Face à l’urgence de la situation, la République démocratique du Congo (RDC) a tranché : dès le mardi 22 mai, un vaccin expérimental contre Ebola sera déployé dans le pays pour éradiquer l’épidémie qui sévit actuellement dans le nord-ouest du pays. Depuis début avril, la région de Bikoro, très reculée et majoritairement rurale est touchée par le virus Ebola. Au total, une quarantaine de cas dont 23 décès ont été recensés entre le 4 avril et le 9 mai. D’après Le Monde, trois foyers de contamination ont été repérés et près de 400 personnes ayant été en contact avec les malades ont été placées en observation.
Un premier cas de fièvre hémorragique a par ailleurs été découvert en zone urbaine, à Mbandaka (1 million d’habitants), dans le nord-ouest du pays. "Un nouveau cas (…) a été confirmé à Wangata, l’une des trois zones sanitaires de Mbandaka, une ville de près de 1,2 million d’habitants de la province de l’Equateur, dans le nord-ouest de la RDC", a déclaré l’Organisation Mondiale de la Santé.

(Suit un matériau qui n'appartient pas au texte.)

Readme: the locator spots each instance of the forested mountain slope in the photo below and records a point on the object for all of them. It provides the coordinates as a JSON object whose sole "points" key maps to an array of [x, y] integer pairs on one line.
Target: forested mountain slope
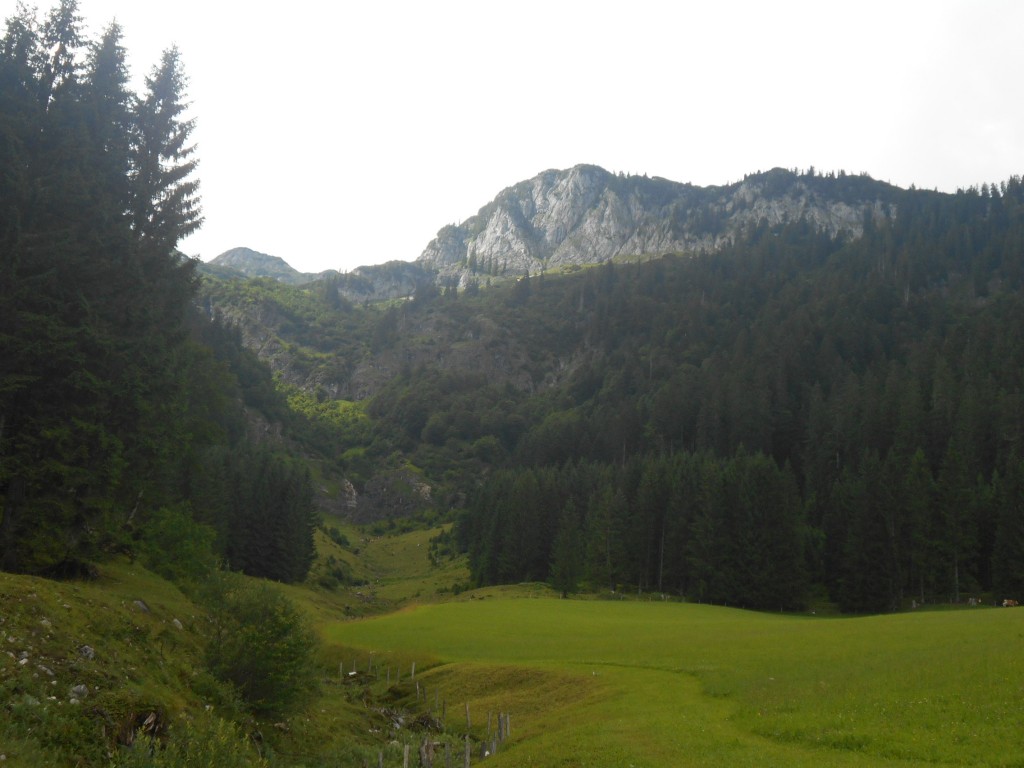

C’est face au risque de propagation vers les villes densément peuplées comme la capitale Kinshasa (11, 5 millions d’habitants) que les autorités ont donné le feu vert à l’Organisation mondiale de la santé (OMS) pour expédier les premières doses du vaccin. "Si une ville de cette taille est gagnée par la maladie d’Ebola, il y aura un important foyer urbain, ce qui sera un vrai défi", a déclaré au Monde Peter Salama, qui pilote les opérations d’urgence à l’OMS."Lorsque Ebola gagne des zones urbaines, notamment des bidonvilles, il est extrêmement difficile de venir à bout de la maladie."
Un vaccin testé avec succès en 2015 en Guinée
Connu sous le nom de code V920, le vaccin a été mis au point par la laboratoire Merck en 2016. Administré en dose unique, il s’est jusqu’ici avéré concluant lors d’essais cliniques sur les humains, mais n’a pas encore reçu d’autorisation de mise sur le marché (AMM). Il a en revanche été testé avec succès en 2015 en Guinée, alors que l’épidémie d’Ebola en Afrique de l’Ouest a causé plus de 11 000 morts, touchait à sa fin.
Publiés en 2017 dans la revue The Lancet, les résultats du vaccin V920 laissent espérer une fin de l’épidémie en RDC. En effet, sur les 6 000 personnes vaccinées, dont 200 enfants, aucun n’a contracté la maladie dans les semaines suivant la vaccination. En revanche, les chercheurs reconnaissent ne pas connaître la durée de protection conférée par le vaccin.
4 000 doses de vaccin acheminées
L’objectif désormais des autorités compétentes est de "casser les chaînes de transmission" d’Ebola, explique le professeur Denis Malvy, spécialiste des maladies infectieuses et tropicales au CHU de Bordeaux. Il faut donc tracer et isoler toutes les personnes avec lesquelles les malades ont été en contact afin qu’elles puissent recevoir en priorité le vaccin avec le personnel soignant.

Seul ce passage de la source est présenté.